Kritik an der Vereinbarung kam von den Grünen. “Das ist ein Deal mit vielen Sollbruchstellen”, sagte der außenpolitische Sprecher der Partei im Bundestag, Omid Nouripour, dem RedaktionsNetzwerk Deutschland. “Putin und Erdogan blenden die syrische Realität aus, um die Illusion ihrer Macht aufrechtzuerhalten.” So bezweifle er, dass der syrische Präsident Baschar al-Assad die dauerhafte Präsenz türkischer Truppen akzeptiere. “Die Vereinbarung birgt das Risiko einer brandgefährlichen Eskalation.”

Die Moskauer Regierung ist mit Assad verbündet, die Führung in Ankara unterstützt einen Teil der in Idlib zusammengezogenen Aufständischen. Die Rebellen konzentrieren sich in der Region, nachdem Assad mit Hilfe Russlands die anderen Teile Syriens nach sieben Jahren Bürgerkrieg weitgehend wieder unter seine Herrschaft gebracht hat. Die künftige Kontrolle Idlibs kristallisierte sich als zentrale Frage bei der Umsetzung der Vereinbarung heraus.

“ASSADS TRAUM VON HERRSCHAFT ÜBER GANZ SYRIEN BEGRABEN”

So verbuchten syrische Aufständische die geplante Pufferzone als einen Etappensieg für sich. Damit bekomme die Opposition faktisch die Kontrolle über eine Region, die als Ausgangspunkt für den politischen Wandel ohne Assad dienen werde. “Sie begräbt Assads Träume, wieder ganz Syrien unter seine Herrschaft zu bringen”, sagte Mustafa Sedschari von der Freien Syrischen Armee. Assads Regierung kündigte dagegen an, ihren Kampf für genau dieses Ziel fortzusetzen: Bis Jahresende werde auch Idlib wieder unter Kontrolle des syrischen Staates sein, berichtete die regierungsnahe Zeitung “Al-Watan” unter Berufung auf Moskauer Diplomatenkreise. Alle Gruppen, die die Einigung ablehnten, würden als Feinde betrachtet und bekämpft.

RUSSLAND UND TÜRKEI BERATEN ÜBER “RADIKALE GRUPPEN”

Erdogan wiederum ließ erklären, dass die Opposition auch nach der Vereinbarung in ihren Teilen des Rebellengebietes bleiben werde. Außenminister Mevlüt Cavusoglu kündigte an, die eigenen Truppen in Idlib zu verstärken. Der syrische Botschafter im Libanon, Ali Abdul Karim, sagte im libanesischen Fernsehen, die geplante Zone sei ein Test dafür, ob die Türkei die Einigung auch durch die Entwaffnung radikaler Gruppen umsetzen kann.
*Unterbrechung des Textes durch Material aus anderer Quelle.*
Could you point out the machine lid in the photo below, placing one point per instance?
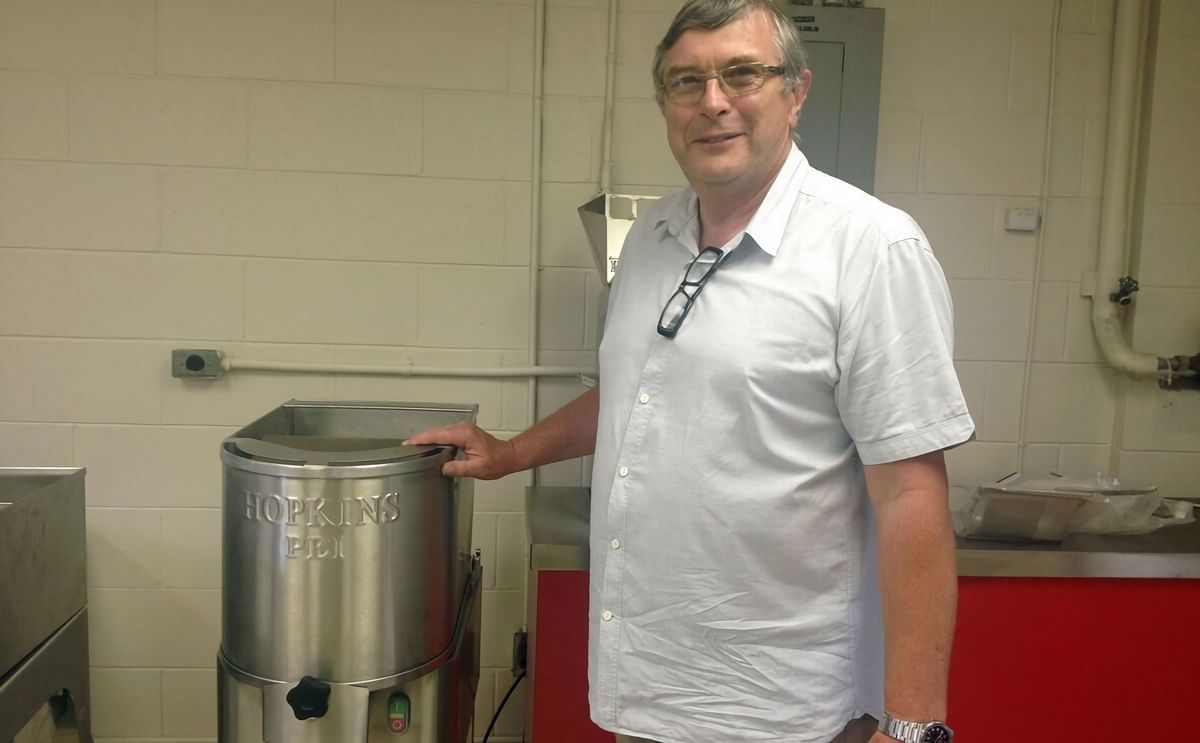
(327, 450)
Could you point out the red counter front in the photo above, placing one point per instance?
(1037, 660)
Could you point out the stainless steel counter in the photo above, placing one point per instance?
(557, 520)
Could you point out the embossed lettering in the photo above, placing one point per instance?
(370, 510)
(273, 508)
(390, 507)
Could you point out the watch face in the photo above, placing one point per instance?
(936, 733)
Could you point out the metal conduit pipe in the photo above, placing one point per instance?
(228, 365)
(1114, 228)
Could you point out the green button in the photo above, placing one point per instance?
(397, 705)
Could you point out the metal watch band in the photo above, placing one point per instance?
(906, 731)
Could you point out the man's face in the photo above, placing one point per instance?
(736, 144)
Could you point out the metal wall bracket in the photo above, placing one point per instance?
(205, 363)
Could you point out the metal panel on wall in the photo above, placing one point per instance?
(839, 124)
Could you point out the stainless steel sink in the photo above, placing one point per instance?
(43, 645)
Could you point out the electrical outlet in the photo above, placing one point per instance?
(520, 652)
(196, 363)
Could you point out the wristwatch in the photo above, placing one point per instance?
(916, 732)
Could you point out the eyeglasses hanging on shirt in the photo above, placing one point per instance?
(699, 271)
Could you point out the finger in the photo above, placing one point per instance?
(465, 468)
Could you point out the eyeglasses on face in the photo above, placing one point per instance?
(699, 271)
(688, 88)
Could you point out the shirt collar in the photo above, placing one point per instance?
(766, 227)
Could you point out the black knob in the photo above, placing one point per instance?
(309, 699)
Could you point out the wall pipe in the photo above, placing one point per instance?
(1114, 231)
(408, 370)
(610, 82)
(539, 52)
(1039, 249)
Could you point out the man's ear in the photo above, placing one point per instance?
(798, 94)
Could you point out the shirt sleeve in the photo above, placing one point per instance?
(898, 393)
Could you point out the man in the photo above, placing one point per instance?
(775, 393)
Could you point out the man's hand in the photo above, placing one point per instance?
(486, 456)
Erdogan und Putin blieben am Montag eine Erklärung schuldig, wie “radikale” Rebellen von anderen Oppositionsgruppen unterschieden werden sollen. Der türkische Außenminister Cavusoglu führte am Dienstag aus, dass darüber Geheimdienste und Sicherheitskräfte seines Landes und Russlands beraten sollten.